Personal information
- Full name: Melissa Carmen Bulanhagui
- Born: August 16, 1990 (age 35) Philadelphia, Pennsylvania, United States
- Height: 5 ft 0 in (1.52 m)

Figure skating career
- Country: Philippines (2011–2015) United States (until 2011)
- Coach: Karen Ludington Ron Ludington Kat Arbour
- Skating club: University of Delaware FSC
- Retired: 2015

= Melissa Bulanhagui =

American figure skater (born 1990)

Melissa Carmen Bulanhagui (born August 16, 1990) is an American former figure skater. She represented the United States internationally from 2005 through 2010. She became the 2006 U.S. junior national bronze medalist and won two ISU Junior Grand Prix medals (gold at 2008 JGP Italy, silver at 2006 JGP Romania). After moving up to the senior ranks, she won bronze at the 2010 Nebelhorn Trophy. In 2011, she decided to compete for the Philippines. She would win bronze at the 2013 Asian Open Trophy and two Philippine national titles (2012, 2013). She also competed at two Four Continents Championships.

== Career ==
===Figure skating===
Bulanhagui won the junior bronze medal at the 2006 U.S. Championships. She made her ISU Junior Grand Prix debut the following season, winning a silver medal and placing 4th in her other event. She qualified for the Final where she finished 4th.

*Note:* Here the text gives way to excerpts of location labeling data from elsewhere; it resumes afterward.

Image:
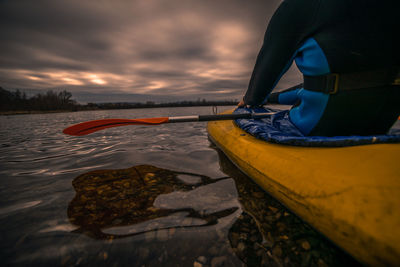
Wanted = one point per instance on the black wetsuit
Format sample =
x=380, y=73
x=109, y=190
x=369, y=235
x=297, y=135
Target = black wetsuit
x=331, y=36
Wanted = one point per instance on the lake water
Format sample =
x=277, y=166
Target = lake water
x=172, y=199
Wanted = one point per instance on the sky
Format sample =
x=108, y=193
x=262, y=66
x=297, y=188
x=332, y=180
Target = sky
x=134, y=50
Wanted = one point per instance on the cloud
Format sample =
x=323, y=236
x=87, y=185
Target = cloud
x=166, y=47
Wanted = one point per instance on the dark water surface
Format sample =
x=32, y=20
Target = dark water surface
x=172, y=199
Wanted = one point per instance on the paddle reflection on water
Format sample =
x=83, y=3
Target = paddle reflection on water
x=108, y=199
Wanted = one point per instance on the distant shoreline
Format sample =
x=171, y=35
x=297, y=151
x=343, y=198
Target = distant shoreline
x=27, y=112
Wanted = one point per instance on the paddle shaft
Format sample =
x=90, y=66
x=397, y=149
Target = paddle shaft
x=218, y=117
x=88, y=127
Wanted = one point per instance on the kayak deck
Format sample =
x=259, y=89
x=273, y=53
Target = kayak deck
x=350, y=194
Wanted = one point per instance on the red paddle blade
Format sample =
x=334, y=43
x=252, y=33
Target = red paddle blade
x=88, y=127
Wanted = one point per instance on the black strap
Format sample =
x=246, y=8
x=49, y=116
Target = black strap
x=333, y=82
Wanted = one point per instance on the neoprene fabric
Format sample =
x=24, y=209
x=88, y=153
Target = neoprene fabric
x=278, y=129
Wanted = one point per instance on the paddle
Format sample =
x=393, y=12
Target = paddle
x=88, y=127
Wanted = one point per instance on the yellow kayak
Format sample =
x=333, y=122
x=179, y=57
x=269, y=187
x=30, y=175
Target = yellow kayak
x=350, y=194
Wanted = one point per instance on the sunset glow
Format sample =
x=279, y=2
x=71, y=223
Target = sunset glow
x=184, y=50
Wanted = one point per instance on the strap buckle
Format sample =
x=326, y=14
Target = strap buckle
x=332, y=83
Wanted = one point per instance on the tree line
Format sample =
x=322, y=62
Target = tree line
x=53, y=101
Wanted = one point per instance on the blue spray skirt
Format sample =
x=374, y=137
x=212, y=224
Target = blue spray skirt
x=278, y=129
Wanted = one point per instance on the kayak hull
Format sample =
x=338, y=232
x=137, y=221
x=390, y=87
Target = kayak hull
x=349, y=194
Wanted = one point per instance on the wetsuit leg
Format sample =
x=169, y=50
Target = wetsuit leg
x=360, y=112
x=285, y=97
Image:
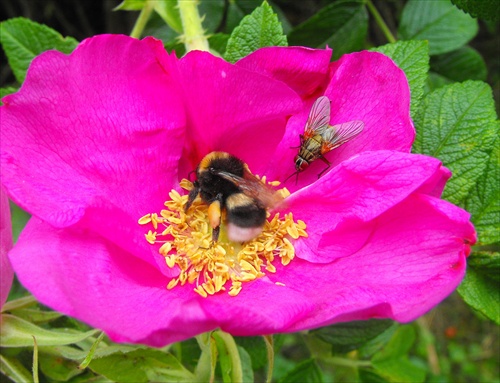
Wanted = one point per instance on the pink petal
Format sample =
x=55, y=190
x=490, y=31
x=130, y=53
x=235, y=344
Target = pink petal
x=355, y=192
x=85, y=276
x=94, y=136
x=305, y=70
x=364, y=86
x=6, y=272
x=232, y=109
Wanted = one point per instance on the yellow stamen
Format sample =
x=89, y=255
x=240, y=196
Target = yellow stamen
x=186, y=244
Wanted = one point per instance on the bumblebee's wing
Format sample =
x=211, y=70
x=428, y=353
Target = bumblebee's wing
x=337, y=135
x=319, y=117
x=254, y=188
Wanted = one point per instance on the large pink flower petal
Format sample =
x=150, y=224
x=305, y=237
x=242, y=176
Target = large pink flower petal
x=232, y=109
x=6, y=272
x=94, y=136
x=364, y=86
x=355, y=192
x=305, y=70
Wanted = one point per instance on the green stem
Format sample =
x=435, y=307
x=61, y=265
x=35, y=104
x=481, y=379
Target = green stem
x=268, y=339
x=380, y=21
x=194, y=34
x=142, y=20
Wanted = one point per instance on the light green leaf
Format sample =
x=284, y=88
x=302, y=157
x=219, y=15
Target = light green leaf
x=460, y=65
x=484, y=9
x=483, y=201
x=481, y=292
x=446, y=27
x=130, y=5
x=342, y=25
x=413, y=58
x=392, y=362
x=351, y=335
x=14, y=370
x=16, y=332
x=23, y=40
x=457, y=124
x=305, y=372
x=146, y=365
x=259, y=29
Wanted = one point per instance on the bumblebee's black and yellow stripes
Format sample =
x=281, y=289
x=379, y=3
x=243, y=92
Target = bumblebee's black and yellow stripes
x=225, y=183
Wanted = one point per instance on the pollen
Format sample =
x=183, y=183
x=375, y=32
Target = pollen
x=185, y=240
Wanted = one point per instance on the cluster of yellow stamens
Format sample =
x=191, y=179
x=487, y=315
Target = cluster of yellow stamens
x=186, y=242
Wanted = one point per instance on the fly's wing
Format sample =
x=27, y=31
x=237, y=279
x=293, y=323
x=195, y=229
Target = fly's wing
x=254, y=188
x=319, y=117
x=337, y=135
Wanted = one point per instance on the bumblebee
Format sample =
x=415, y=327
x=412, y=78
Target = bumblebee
x=226, y=184
x=320, y=137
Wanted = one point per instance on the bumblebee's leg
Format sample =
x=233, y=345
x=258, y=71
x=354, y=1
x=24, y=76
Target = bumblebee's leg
x=192, y=195
x=326, y=162
x=214, y=216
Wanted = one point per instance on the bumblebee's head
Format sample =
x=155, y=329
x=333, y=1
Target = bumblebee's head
x=300, y=164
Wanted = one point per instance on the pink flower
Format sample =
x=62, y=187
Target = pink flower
x=96, y=139
x=6, y=272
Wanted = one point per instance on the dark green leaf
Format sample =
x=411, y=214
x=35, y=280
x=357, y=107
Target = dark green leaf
x=481, y=292
x=218, y=42
x=23, y=40
x=5, y=91
x=392, y=362
x=305, y=372
x=351, y=335
x=413, y=58
x=169, y=12
x=130, y=5
x=14, y=370
x=146, y=365
x=457, y=124
x=460, y=65
x=484, y=9
x=483, y=200
x=256, y=348
x=342, y=25
x=446, y=27
x=259, y=29
x=16, y=332
x=57, y=368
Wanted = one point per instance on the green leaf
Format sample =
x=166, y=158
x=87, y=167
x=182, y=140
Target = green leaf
x=457, y=124
x=460, y=65
x=483, y=201
x=146, y=365
x=351, y=335
x=413, y=58
x=7, y=90
x=446, y=27
x=58, y=369
x=169, y=12
x=259, y=29
x=130, y=5
x=342, y=25
x=14, y=370
x=256, y=348
x=305, y=372
x=484, y=9
x=481, y=292
x=23, y=40
x=16, y=332
x=392, y=362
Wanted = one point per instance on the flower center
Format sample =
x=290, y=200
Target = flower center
x=185, y=240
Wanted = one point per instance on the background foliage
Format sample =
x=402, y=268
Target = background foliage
x=452, y=63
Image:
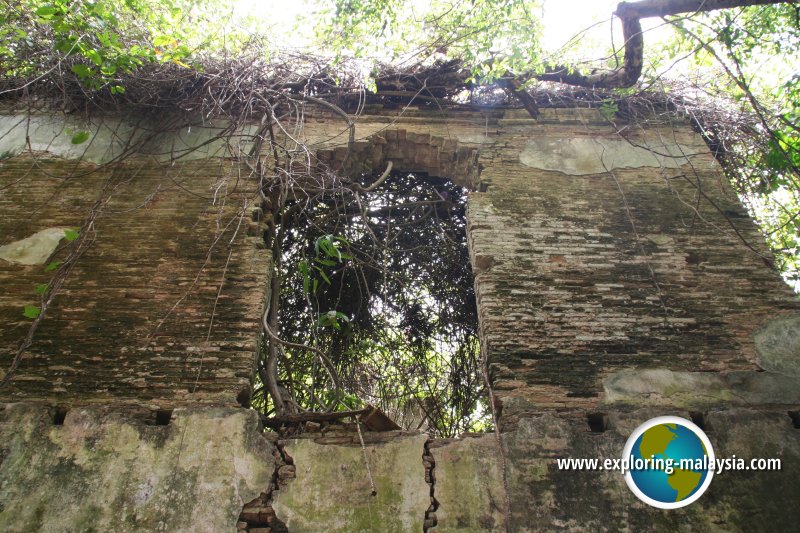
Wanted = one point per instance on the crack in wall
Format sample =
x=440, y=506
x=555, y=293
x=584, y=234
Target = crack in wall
x=430, y=478
x=258, y=516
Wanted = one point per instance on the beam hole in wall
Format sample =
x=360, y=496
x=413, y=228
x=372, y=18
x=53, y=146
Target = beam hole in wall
x=59, y=415
x=699, y=419
x=379, y=284
x=598, y=422
x=163, y=417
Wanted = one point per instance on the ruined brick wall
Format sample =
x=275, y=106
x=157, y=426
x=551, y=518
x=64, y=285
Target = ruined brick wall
x=617, y=276
x=160, y=309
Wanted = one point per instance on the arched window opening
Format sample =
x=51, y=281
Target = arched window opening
x=378, y=283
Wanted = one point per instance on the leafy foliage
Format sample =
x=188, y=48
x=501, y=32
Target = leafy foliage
x=382, y=284
x=741, y=56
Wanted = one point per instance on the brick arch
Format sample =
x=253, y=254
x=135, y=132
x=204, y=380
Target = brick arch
x=409, y=152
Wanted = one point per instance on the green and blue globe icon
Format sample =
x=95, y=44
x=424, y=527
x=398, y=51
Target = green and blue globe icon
x=671, y=462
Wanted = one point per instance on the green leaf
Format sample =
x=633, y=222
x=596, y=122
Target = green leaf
x=80, y=137
x=95, y=57
x=31, y=311
x=46, y=12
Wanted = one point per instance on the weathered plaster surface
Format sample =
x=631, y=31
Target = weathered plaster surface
x=332, y=491
x=100, y=472
x=109, y=138
x=693, y=389
x=33, y=250
x=583, y=155
x=778, y=345
x=469, y=486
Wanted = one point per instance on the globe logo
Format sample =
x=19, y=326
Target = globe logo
x=670, y=462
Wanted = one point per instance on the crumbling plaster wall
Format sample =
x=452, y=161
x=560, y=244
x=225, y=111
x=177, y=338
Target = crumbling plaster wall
x=607, y=285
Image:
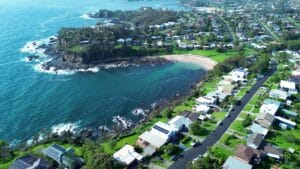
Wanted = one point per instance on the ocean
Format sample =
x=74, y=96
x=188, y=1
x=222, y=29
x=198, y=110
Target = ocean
x=31, y=101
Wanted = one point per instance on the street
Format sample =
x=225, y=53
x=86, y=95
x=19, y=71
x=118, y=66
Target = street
x=221, y=129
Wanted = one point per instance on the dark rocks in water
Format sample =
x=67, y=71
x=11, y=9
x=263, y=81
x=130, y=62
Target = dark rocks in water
x=32, y=57
x=52, y=40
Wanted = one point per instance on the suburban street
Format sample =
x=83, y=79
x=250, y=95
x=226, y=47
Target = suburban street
x=221, y=129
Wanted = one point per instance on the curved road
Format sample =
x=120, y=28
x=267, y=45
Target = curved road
x=221, y=129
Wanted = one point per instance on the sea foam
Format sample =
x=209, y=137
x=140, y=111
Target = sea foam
x=86, y=16
x=59, y=129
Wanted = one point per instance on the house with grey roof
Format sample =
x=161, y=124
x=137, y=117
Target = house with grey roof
x=62, y=156
x=273, y=151
x=248, y=154
x=235, y=163
x=255, y=140
x=30, y=162
x=256, y=128
x=265, y=119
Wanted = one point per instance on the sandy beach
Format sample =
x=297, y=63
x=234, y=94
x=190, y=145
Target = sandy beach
x=205, y=62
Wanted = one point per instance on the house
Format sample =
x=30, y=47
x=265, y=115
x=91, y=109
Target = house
x=225, y=88
x=285, y=123
x=127, y=155
x=234, y=163
x=288, y=86
x=203, y=109
x=160, y=134
x=256, y=128
x=270, y=106
x=179, y=123
x=239, y=74
x=254, y=140
x=247, y=154
x=62, y=156
x=273, y=151
x=207, y=100
x=30, y=162
x=275, y=93
x=290, y=113
x=264, y=119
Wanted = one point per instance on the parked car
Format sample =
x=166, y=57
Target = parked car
x=195, y=143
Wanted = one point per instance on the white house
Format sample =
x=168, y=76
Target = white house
x=201, y=109
x=270, y=106
x=127, y=155
x=239, y=74
x=179, y=123
x=160, y=134
x=275, y=93
x=207, y=100
x=256, y=128
x=288, y=86
x=285, y=123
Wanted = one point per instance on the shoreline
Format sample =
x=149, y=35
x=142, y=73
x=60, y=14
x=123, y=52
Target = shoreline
x=205, y=62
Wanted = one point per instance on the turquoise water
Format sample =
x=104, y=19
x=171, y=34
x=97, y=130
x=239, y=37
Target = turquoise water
x=31, y=101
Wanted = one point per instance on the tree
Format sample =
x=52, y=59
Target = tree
x=197, y=129
x=96, y=158
x=205, y=163
x=171, y=149
x=6, y=153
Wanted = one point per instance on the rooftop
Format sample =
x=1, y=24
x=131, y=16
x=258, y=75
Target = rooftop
x=256, y=128
x=234, y=163
x=127, y=155
x=153, y=139
x=246, y=153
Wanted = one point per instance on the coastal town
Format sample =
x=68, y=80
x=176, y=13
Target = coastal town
x=243, y=114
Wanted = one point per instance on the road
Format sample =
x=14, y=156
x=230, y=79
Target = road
x=221, y=129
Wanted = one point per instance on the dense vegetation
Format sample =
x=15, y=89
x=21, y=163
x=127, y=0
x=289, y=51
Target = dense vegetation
x=142, y=17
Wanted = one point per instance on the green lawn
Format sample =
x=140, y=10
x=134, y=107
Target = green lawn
x=221, y=152
x=36, y=150
x=218, y=116
x=283, y=139
x=231, y=142
x=213, y=54
x=210, y=86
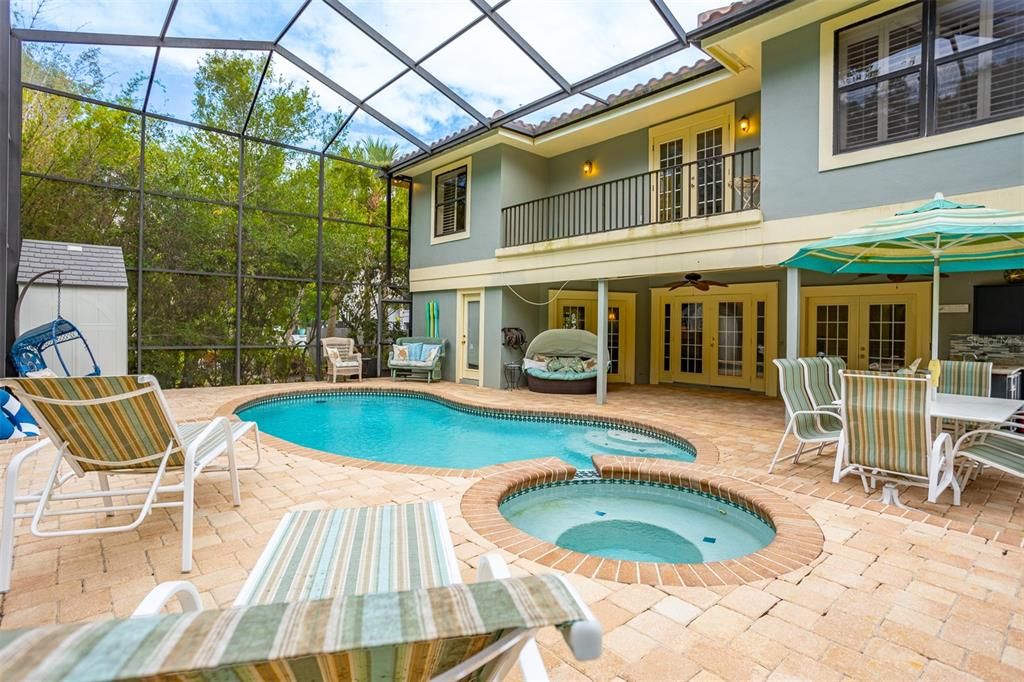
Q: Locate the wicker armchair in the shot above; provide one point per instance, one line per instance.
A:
(342, 360)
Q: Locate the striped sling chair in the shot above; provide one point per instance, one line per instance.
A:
(818, 381)
(887, 436)
(809, 425)
(113, 425)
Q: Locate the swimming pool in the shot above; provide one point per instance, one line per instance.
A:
(423, 431)
(637, 521)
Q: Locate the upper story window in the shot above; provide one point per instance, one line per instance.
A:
(451, 202)
(928, 68)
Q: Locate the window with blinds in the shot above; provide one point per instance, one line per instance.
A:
(450, 202)
(928, 68)
(879, 80)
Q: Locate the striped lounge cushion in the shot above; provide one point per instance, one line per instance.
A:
(407, 636)
(321, 554)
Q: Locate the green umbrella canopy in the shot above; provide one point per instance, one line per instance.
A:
(937, 237)
(963, 238)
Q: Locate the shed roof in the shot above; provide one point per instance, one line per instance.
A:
(83, 264)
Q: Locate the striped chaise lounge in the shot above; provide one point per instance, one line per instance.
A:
(444, 634)
(112, 425)
(323, 554)
(966, 378)
(1000, 449)
(887, 435)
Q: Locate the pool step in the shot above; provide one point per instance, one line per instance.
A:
(613, 441)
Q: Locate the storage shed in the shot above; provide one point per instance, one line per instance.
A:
(94, 297)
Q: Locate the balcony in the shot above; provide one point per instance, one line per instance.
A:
(716, 185)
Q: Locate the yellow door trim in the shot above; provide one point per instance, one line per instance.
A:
(918, 294)
(766, 292)
(627, 326)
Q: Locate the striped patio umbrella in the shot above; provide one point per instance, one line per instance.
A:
(938, 237)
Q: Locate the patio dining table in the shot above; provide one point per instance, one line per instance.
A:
(973, 408)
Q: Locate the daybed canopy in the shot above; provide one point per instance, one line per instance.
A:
(563, 343)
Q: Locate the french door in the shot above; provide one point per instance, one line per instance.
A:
(710, 340)
(870, 327)
(692, 178)
(720, 339)
(579, 310)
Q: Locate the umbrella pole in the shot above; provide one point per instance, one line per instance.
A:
(935, 308)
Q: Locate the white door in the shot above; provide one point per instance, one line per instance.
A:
(470, 337)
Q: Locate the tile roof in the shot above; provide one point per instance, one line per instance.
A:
(636, 92)
(712, 15)
(83, 264)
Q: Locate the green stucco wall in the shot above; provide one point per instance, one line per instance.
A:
(791, 182)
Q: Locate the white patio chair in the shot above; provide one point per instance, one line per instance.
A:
(810, 426)
(887, 435)
(342, 358)
(102, 426)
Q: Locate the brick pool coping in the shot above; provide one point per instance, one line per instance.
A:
(706, 452)
(798, 538)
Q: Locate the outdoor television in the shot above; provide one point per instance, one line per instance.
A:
(998, 309)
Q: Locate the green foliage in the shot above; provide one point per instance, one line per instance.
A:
(195, 314)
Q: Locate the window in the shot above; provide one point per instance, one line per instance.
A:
(928, 68)
(451, 202)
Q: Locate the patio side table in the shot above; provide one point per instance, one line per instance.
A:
(513, 375)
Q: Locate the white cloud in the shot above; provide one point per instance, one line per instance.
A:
(578, 37)
(122, 16)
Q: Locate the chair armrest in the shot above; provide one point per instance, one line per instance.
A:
(154, 602)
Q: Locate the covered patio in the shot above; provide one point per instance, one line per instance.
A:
(930, 593)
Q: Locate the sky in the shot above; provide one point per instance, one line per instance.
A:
(483, 67)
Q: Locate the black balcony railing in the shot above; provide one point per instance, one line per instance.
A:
(726, 183)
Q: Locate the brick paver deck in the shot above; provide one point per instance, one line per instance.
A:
(934, 593)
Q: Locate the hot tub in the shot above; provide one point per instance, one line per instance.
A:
(637, 520)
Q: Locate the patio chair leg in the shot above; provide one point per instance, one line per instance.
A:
(778, 450)
(187, 511)
(232, 470)
(890, 496)
(104, 484)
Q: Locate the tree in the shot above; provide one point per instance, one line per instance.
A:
(190, 217)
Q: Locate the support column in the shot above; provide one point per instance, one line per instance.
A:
(602, 341)
(10, 180)
(792, 312)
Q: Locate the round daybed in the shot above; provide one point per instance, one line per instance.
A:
(562, 360)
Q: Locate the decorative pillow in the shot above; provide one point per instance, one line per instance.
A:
(430, 351)
(564, 365)
(415, 351)
(534, 364)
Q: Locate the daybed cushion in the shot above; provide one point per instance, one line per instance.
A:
(561, 376)
(429, 351)
(564, 365)
(415, 350)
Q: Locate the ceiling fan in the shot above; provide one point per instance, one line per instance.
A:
(894, 278)
(694, 280)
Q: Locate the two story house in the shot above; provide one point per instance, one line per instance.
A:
(809, 118)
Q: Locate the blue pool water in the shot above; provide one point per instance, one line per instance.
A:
(637, 521)
(413, 430)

In 2007, Bulanhagui sprained her right ankle twice and tore a ligament while practicing triple lutzes. During the 2008–09 season, she won a gold medal at the Junior Grand Prix event in Italy and placed 9th in her other event. In September 2010, she won her first senior international medal – bronze at the Nebelhorn Trophy in Germany.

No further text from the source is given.